Hopes for city centre retail as more than half of workers return to workplaces
New statistics offer signs of hope for beleaguered city centre and town centre retail after months in which the absence of office workers has meant historically low footfall.
The Office for National statistics (ONS) said that more than half of UK employees travelled to work last week. That's the first time this has happened since last June. And given that back in June, many consumers were more nervous about going into physical shops even when they were in close proximity to them due to them being back in the office, it could suggest retail sales will benefit.
The ONS said that 53% of workers travelled to the workplace at least once in the week ending March 14, this was up from 48% in the previous week and comes after earlier increases.
The biggest catalyst for the return to workplaces was the reopening of schools in Britain with schools in England, for instance, opening their doors again on March 8.
Evidence so far suggests that schools going back have boosted sales of previously sluggish categories such as footwear and this is likely to be repeated as adults get out and about more. More formal clothing categories should also get a boost.
That said, shops in city and town centres will continue to face significant challenges as working from home becomes a lot more commonplace, even in normal times. Many companies have announced that their staff won't be required to return to the office for quite a few months yet and others are shifting to a hybrid model that will see staff working from home one or more days a week.
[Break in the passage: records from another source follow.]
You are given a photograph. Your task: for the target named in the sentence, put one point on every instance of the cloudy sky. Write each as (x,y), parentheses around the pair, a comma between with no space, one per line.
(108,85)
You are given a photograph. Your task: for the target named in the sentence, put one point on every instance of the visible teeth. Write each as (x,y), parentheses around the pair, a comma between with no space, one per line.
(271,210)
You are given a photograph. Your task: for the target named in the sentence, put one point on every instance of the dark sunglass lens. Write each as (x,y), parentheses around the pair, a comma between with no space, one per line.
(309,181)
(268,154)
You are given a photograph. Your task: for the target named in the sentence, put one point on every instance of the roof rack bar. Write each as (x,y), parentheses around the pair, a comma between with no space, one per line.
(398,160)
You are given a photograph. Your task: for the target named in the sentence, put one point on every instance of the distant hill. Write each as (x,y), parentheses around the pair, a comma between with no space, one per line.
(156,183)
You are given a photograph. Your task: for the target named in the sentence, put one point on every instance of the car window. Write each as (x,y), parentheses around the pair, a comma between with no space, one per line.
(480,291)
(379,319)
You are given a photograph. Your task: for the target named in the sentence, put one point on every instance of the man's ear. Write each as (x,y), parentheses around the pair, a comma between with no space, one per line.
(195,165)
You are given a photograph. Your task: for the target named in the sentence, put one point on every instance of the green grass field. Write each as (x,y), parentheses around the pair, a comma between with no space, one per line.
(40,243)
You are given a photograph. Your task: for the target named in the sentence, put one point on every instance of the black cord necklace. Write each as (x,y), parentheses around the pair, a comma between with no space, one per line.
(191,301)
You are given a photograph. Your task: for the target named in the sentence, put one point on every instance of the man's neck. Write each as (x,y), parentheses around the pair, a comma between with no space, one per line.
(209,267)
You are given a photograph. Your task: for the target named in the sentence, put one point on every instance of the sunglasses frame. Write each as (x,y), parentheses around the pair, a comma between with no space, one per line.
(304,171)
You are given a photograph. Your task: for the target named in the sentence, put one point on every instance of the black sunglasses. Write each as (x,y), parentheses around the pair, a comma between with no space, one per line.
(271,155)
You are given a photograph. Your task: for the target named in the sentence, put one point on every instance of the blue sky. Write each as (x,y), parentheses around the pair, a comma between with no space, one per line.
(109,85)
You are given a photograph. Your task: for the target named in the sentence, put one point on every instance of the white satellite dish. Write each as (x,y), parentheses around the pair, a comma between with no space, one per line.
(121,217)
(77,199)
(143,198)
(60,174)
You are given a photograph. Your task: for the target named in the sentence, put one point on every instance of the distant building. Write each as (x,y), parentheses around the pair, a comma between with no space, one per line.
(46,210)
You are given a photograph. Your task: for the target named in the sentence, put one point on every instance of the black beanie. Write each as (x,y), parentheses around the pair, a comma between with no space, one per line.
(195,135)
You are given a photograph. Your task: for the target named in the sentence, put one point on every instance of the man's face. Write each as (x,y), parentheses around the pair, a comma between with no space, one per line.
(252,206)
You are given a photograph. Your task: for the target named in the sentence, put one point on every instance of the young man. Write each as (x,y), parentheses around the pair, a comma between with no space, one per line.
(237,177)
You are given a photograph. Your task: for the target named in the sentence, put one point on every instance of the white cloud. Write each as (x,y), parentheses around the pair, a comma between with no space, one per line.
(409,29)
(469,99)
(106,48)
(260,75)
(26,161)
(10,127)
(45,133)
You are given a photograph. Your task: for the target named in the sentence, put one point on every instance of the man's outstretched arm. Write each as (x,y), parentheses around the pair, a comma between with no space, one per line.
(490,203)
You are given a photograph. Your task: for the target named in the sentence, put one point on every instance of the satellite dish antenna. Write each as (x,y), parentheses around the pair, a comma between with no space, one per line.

For instance, last year, Hugo Boss announced a three day in-office week for HQ staff.
But longer term, developers clearly expect high demand for office space, particularly in flagship locations. Retailers John Lewis and M&S have both lodged plans for their Oxford Street, London, flagships to convert upper floors to office space. And with the large number of vacated department stores in towns around Britain coming onto the property market, one of the key conversion areas for them is to create extra office space. That should also combine with what’s expected to be a boom in more casual co-working space in the years ahead.
Regardless of how the space is configured, the important point about it is that it should encourage more people into town and city centres, benefiting the retailers that have taken space there.
And such a boost is sorely needed. Springboard’s latest weekly football results on Monday, for instance, showed that footfall in central London remains down almost 80% year-on-year, while regional cities are down nearly 74%, market towns are down over 53% and so are coastal towns. But many of those locations are seeing footfall rising week-on-week, and a return of office workers should eventually help the year-on-year figures gets to a much happier place.